Esses números preparam o cenário para o grande relatório mensal de empregos de amanhã, que deve mostrar a criação de 200 mil empregos em novembro, com a taxa de desemprego subindo para 4,2% à medida que mais pessoas ingressam na força de trabalho. Há argumentos sólidos sendo feitos em ambas as direções antes do relatório de amanhã. Dados disponíveis indicam que o fraco relatório de empregos de outubro foi causado por mais fatores além dos furacões e da greve da Boeing, mostrando que outras regiões do país adicionaram apenas 3 mil empregos no mês. Isso poderia levar a outro relatório fraco amanhã. No entanto, há visões contrárias baseadas em pesquisas industriais que fornecem evidências anedóticas de que as empresas estavam adiando contratações até saberem quem venceu as eleições, devido ao impacto significativo sobre os níveis futuros de impostos e regulamentações. O relatório de amanhã deve trazer maior clareza sobre qual dessas visões prevalece, com implicações significativas para as decisões de política monetária do Fed nas próximas semanas. O mercado atualmente precifica apenas dois aumentos de taxas nos próximos seis meses, sendo um deles provavelmente em 18 de dezembro.
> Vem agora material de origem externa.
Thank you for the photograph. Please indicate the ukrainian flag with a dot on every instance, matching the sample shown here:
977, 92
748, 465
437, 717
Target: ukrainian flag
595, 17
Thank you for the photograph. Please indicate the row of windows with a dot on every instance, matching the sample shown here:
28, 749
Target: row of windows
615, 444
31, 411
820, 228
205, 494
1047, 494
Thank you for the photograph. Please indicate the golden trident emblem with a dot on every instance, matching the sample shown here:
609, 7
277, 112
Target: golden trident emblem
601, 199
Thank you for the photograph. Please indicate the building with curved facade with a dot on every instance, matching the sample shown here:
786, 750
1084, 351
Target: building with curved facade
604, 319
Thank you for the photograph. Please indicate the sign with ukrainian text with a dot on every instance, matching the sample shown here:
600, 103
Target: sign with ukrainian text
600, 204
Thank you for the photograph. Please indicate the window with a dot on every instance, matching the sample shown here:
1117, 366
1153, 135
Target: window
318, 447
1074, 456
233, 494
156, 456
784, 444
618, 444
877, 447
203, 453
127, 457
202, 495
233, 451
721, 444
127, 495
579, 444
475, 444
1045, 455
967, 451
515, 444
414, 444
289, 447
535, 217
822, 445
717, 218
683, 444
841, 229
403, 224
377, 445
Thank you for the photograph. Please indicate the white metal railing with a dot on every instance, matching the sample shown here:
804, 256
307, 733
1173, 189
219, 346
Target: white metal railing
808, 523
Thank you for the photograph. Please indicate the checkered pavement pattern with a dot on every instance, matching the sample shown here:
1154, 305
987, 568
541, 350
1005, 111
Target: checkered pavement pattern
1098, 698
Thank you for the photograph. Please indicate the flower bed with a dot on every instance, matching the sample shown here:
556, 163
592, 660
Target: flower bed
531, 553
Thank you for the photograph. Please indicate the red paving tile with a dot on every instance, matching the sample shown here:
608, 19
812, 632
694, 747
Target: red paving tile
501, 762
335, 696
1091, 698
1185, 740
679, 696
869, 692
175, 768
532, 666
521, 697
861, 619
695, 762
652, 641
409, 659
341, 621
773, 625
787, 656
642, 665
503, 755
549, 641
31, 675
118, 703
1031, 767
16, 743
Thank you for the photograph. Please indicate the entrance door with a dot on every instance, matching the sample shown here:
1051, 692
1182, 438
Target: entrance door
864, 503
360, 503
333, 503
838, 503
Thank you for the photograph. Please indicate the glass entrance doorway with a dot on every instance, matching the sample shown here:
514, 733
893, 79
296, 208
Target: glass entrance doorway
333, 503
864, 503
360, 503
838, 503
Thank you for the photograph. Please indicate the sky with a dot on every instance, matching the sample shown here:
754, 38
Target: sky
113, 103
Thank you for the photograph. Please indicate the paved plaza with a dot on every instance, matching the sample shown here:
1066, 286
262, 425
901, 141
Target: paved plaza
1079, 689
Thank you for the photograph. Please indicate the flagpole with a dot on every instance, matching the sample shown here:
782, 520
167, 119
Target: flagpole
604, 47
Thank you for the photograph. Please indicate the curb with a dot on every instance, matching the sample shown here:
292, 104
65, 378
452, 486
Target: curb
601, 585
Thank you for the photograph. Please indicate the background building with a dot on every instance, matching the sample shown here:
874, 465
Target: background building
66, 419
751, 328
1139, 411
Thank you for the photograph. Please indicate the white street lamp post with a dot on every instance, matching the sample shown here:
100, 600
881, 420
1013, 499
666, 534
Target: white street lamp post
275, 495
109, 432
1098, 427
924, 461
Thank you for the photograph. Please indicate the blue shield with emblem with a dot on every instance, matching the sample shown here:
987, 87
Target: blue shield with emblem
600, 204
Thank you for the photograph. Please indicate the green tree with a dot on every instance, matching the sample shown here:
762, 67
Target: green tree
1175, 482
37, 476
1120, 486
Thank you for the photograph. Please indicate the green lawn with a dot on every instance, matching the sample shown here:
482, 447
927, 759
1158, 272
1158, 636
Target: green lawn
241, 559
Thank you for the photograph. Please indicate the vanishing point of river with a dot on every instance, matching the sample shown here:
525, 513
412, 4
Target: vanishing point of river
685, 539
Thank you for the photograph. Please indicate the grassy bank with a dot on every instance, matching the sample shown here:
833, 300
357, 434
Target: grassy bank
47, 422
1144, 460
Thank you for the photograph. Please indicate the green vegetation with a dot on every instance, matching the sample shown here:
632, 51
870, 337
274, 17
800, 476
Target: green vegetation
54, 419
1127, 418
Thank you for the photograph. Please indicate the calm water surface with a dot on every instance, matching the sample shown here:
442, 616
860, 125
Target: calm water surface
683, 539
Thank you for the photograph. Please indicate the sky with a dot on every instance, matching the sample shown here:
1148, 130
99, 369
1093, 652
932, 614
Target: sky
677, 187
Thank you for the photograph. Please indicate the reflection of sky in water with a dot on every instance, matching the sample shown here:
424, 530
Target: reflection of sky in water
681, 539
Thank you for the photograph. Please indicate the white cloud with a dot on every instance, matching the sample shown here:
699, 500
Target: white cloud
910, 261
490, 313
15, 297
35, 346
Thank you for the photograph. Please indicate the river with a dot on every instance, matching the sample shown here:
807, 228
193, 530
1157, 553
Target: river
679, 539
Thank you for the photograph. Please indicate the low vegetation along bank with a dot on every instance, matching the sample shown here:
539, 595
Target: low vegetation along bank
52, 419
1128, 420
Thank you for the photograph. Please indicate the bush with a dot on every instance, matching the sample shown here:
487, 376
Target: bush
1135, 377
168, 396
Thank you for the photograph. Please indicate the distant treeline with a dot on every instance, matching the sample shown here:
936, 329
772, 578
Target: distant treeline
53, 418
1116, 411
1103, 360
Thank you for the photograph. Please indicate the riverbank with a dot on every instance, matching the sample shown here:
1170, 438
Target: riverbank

A Conferência Central de Trabalho Econômico da China está agendada para a próxima segunda e terça-feira para discutir possíveis mudanças na orientação política futura, embora os resultados da conferência geralmente só sejam divulgados durante a reunião de política das "Duas Sessões" em março. Os traders esperam que Pequim insista em uma meta de crescimento do PIB de 5% este ano, o que provavelmente será o caso também no próximo ano, mesmo que grandes bancos de investimento globais coloquem a meta mais próxima de 4%, considerando expectativas de uma guerra tarifária com os Estados Unidos. Metas de crescimento mais altas indicam um compromisso dos formuladores de políticas com maiores estímulos. No entanto, isso pode ser necessário se Pequim estiver disposta a se aprofundar em uma guerra comercial com os Estados Unidos, o que começa a parecer uma possibilidade. O ex-governador do banco central da China, Yi Gang, comentou publicamente na quarta-feira, após a resposta retaliatória de Pequim às novas restrições de Washington às empresas chinesas de chips, que essa resposta pode ser apenas o começo.
Os preços do óleo de palma dispararam para máximas de dois anos nesta semana, após a Indonésia se comprometer no mês passado com um plano de três anos para aumentar o mandato de biodiesel à base de óleo de palma para 50% de sua oferta de óleo diesel até 2028. O mandato atualmente está em 35% e deve aumentar para 40% em 2025, elevando a demanda por óleo de palma. Isso fez os preços do óleo de palma se aproximarem rapidamente dos preços do óleo de soja, aumentando a demanda por óleo de soja. Por exemplo, a China pode ver um aumento na demanda de até 200 mil toneladas de óleo de soja por mês para substituir o óleo de palma atualmente usado, o que pode aumentar seu interesse em importar soja e/ou óleo de soja. Por enquanto, a demanda crescente compensa parcialmente a perda de demanda doméstica nos Estados Unidos por óleo de soja, à medida que os produtores de diesel verde reduzem seus planos de produção na ausência das novas diretrizes de subsídio 45Z, cujo futuro é incerto na administração Trump.